Gary Lineker presents Match of the Day in his underpants after keeping his Leicester-based promise to present the highlights show almost in the nip if the team won the Premier League. I fancied Gary when I was young, so this was a particular treat.

Worst-Kept Secret of the Year:

Jon Snow's Game of Thrones resurrection. Even though we knew it was coming, when Kit Harington's hero came back from the dead it was still an incredible moment.

He Ain't Heavy Moment of 2016:

When Alistair Brownlee saw his brother Johnny struggling to reach the finish line in the Triathlon World Series, he didn't hesitate: he stopped and helped Johnny cross the finish line, sacrificing his own second place in the process.

Nightmare chase sequence of the year:

Planet Earth II's snake attack on baby iguanas: In one of the tensest TV moments of the year, we watched marine iguanas facing their Waterloo in the form of terrifying racer snakes who chased down and choked to death iguana after iguana before one brave hatchling made a break for it. Despite being caught at one point, it managed to slip the snake's grip and escape to a rock. The country breathed a collective sigh of relief.

Ghost of the year:

Pat Butcher in EastEnders: The final 10 minutes of Barbara Windsor's swansong were beautiful: Peggy stepped outside into a peaceful square in the golden hour before the sun went down to listen to the beautiful song of a blackbird and touchingly make her peace with another bird, Sharon, before heading home to get her glad rags on to greet the reaper in style. As she headed for the stairs, cigarette smoke in the air heralded the spectral return of another Walford mega-matriarch Pat Butcher (the wonderful Pam St Clement), the Ghost of 1980s' C&A in peacock blue and neon pink, a drug-fuelled hallucination complete with chandelier earrings and fake tan. Back together, the pair remembered old times, bickered and Peggy (the performance of her life by Barbara Windsor) asked her old love rival : 'My dear friend, you will never leave me, will you?' Her eyes full of tears, Pat replied: 'No, my darling, not for one single second.'And that was that. The pills were taken and then the credits rolled down the screen like silent tears, no music, just a sweeping shot of the Square from above before the camera tracked round Peggy's bedroom, the end of her story told to the beat of a ticking clock – a dark room, an empty pill bottle, a letter to Phil. And then the clock stopped. The Queen was dead.
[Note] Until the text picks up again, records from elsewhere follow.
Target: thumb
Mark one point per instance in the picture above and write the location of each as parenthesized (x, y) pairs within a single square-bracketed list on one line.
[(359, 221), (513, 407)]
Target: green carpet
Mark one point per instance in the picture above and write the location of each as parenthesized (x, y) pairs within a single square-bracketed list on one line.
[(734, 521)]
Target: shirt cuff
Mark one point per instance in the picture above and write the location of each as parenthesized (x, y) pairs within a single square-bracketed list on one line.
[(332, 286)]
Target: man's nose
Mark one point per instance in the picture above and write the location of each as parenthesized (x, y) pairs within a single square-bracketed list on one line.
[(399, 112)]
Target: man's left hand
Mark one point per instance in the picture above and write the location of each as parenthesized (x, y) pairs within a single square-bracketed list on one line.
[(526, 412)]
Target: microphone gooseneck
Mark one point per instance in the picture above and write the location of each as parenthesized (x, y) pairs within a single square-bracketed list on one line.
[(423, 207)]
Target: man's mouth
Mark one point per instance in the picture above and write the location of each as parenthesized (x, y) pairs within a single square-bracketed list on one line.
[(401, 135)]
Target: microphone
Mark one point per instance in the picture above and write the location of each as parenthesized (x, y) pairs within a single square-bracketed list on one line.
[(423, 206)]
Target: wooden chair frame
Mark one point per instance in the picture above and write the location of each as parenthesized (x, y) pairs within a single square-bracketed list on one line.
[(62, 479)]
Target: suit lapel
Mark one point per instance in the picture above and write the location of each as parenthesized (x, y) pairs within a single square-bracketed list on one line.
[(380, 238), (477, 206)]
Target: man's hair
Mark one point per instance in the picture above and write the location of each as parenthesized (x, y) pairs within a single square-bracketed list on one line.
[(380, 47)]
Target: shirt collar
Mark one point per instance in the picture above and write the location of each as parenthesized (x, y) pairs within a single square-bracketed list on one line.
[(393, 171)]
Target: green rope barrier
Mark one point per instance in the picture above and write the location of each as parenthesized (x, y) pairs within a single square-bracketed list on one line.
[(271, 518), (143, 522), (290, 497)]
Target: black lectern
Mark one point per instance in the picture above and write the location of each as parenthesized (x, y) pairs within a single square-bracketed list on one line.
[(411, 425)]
I Was Expecting Something More Controversial Moment of 2016:

Donald Trump's Acceptance Speech: Which Donald would we get as he appeared for the first time as President Elect? Would he gloat? Would he brag? Would he threaten anyone? Would he levitate and spew forth ectoplasm? In the end, what we got was a docile list of rambling thank-yous, a soothing balm that promised unity in the future. He even managed to avoid mentioning the mass-deportation of Muslins, sending Hillary Clinton to prison, torturing terrorism suspects or building a giant wall on the southern border. Give him time.